# Lab 6: Regular Expressions, SQL

## Course Policies

Here are some important course policies. These are also located at
http://www.ds100.org/sp18/.

**Collaboration Policy**

Data science is a collaborative activity. While you may talk with others about
the homework, we ask that you **write your solutions individually**. If you do
discuss the assignments with others please **include their names** at the top
of your solution.


## Due Date

This assignment is due at **11:59pm Monday, February 26th**. Instructions for submission are on the website.

In [None]:
import pandas as pd
import numpy as np
import re
import sqlalchemy

## Objectives for Lab 6:

This lab has two main parts. 

In the first part, you will practice the basic usage of regular expressions and also learn to use `re` module in Python.  Some of the materials are based on the tutorial at http://opim.wharton.upenn.edu/~sok/idtresources/python/regex.pdf. As you work through the first part of the lab, you may also find the website http://regex101.com helpful. 

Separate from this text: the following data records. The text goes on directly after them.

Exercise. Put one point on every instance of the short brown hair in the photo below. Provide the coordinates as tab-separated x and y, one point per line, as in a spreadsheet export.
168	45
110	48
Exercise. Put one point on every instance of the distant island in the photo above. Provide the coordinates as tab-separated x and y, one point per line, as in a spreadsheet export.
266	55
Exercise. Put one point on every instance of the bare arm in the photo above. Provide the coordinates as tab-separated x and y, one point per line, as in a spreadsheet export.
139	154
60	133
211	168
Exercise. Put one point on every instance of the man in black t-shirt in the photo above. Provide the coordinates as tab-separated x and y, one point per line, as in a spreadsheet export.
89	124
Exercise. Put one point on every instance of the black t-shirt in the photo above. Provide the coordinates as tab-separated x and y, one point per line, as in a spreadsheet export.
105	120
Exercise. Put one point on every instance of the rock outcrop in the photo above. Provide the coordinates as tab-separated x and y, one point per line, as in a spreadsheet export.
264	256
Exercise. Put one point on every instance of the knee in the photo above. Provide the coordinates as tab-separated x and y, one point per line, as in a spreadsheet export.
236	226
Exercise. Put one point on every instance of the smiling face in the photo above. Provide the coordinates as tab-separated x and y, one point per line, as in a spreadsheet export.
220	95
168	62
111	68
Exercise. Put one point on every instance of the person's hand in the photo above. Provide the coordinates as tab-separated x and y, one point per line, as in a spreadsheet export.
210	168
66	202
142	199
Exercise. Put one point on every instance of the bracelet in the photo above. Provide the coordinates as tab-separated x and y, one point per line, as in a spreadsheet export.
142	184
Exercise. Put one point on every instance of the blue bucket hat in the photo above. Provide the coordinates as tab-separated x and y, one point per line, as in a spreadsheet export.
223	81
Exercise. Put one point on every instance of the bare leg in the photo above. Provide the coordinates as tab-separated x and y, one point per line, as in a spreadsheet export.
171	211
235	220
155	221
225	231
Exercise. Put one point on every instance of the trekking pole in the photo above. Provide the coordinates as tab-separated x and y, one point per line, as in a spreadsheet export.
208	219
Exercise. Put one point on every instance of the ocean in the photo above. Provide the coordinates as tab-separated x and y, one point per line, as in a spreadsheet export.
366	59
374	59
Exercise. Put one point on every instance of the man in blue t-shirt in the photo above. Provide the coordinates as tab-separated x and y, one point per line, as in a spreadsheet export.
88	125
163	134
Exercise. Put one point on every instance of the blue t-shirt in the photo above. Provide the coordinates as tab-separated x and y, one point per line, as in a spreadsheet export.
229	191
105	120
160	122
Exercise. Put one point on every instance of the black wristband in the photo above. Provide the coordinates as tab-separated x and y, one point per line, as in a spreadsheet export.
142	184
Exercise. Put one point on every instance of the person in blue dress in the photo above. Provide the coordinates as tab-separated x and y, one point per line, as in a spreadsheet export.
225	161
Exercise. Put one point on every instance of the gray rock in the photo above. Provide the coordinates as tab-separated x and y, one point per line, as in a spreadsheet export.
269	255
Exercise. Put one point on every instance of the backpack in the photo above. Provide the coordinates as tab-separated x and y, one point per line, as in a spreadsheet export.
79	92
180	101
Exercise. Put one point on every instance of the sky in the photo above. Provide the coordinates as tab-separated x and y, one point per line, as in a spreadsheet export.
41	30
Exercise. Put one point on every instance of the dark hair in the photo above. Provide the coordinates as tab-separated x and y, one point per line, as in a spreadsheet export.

In the second part of the lab, we are going to practice viewing, sorting, grouping, and merging tables with SQL. 

---
# Part 1: Regular Expressions

We'll start by learning about the simplest possible regular expressions. Since regular expressions are used
to operate on strings, we'll start with the most common task: matching characters.

Most letters and characters will simply match themselves. For example, the regular expression `r'test'` will match the string `test` exactly. There are exceptions to this rule; some characters are special, and don't match themselves.

Here is a list of metacharacters that are widely used in regular experssion. 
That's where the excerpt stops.